岸田総理に「核兵器のない世界」に向けて、一歩でも二歩でも前進させて欲しいとともに祈るべきというのは、先日書きました通りで、それも所信表明演説で明確に述べられていました。一方、経済対策に関しては、話を聞いてもピンと来ていませんでした。今更、総裁選で60年余り前の池田内閣時代の所得倍増計画に言及するなど、「この人、大丈夫?」という意識を持っていました。しかし、一方、20年目からの構造改革、規制緩和を官邸主導で強調した小泉改革の流れが、現実には、日本経済の国際競争力強化としては実を見ることはできていませんでした。実は、この数年、小生自身も、日本経済のイノベーションや経済成長は、やはり政治が主導しなければうまく行かない面があるようなことに気づかされてきました。そのことを2019年10月の「舟の右側」に野村総合研究所のリチャード・クー主席研究員のリチャード・クー氏の「追われる国の経済学」からご紹介しました。趣旨は基礎研究への支出やベンチャー企業の育成を助けるような呼び水的な財政支出を活発にしなければ民間の研究開発や投資意欲も刺激されないということです。日本には、渋沢栄一のように、政治を動かして経済を活性化させる指導者が必要なのです。またコロナ不況の中で財政赤字を気にし過ぎることの愚かさを「現代貨幣理論 (MMT) の適用」から論じた記事を、「舟の右側」2021年2月号に書かせていただきました。それはコロナで困窮している人を助けるために効率的に財政支出を行うことの必要でした。本当に困窮している人々や産業を早急に助ける必要があります。それは政治が主導しなければ進みません。

今回の岸田総理の所信表明演説を拝見して、深く感心したのは、それらの成長戦略や社会的弱者保護の財政支出のことなど、「これが今の日本で求められている政策ではないか……」と感じていたことが、本当に網羅されているということでした。「人の話を聞くことが特技」ということが、従来の政治を主導してきた3A政治家の話しを聞くことばかりだと、揶揄されてきましたが、本当に、現在の日本に必要なことをよくわきまえておられると本当に感心しました。これをどのように実現できるか、実は、政策的には、野党の方々の主張と矛盾しないことが多々記されています。現在の短い国会において、それがきちんと議論されることを心より望んでいます。

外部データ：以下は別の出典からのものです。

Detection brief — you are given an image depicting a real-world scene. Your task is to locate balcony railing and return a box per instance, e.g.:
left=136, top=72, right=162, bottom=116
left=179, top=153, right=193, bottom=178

エレミヤ29章10節には、バビロン帝国に捕囚とされたイスラエルの民に、偶像礼拝に満ちたバビロンの「その町の繁栄(平安:シャローム)を求め、その町のために、主 (ヤハウェ) に祈れ、その町の繁栄(平安:シャローム)によって、あなたがたは繁栄(平安:シャローム)を得ることになるのだから」と述べられています。お金を偶像としてしまっている多くの日本の町の繁栄を祈ることは、実は、私たち自身の生活の安定と、信仰の自由につながることです。

また使徒パウロは、「人はみな上に立つ権威に従うべきです……税金を納めるべき人には税金を納め……」(ローマ13:1–7) と、取税人の働きを応援するようなことを書いています。

もちろん、日本は民主主義国家ですから、主権は国民にあり、それぞれの国民が自分の理想を実現するために政治指導者を選ぶ自由が何よりも大切にされる必要があります。しかし、その際、日本経済の実態を冷静に見ることなく、問題の解決は簡単にできるような扇動的な政治指導者に踊らされてはなりません。貧富の格差の問題は、三千年前の聖書の時代からの課題なのですから、私たちは冷静に現実を見る必要があります。

政治経済のために、見解の相違を超えて、ともにお祈りできれば幸いです。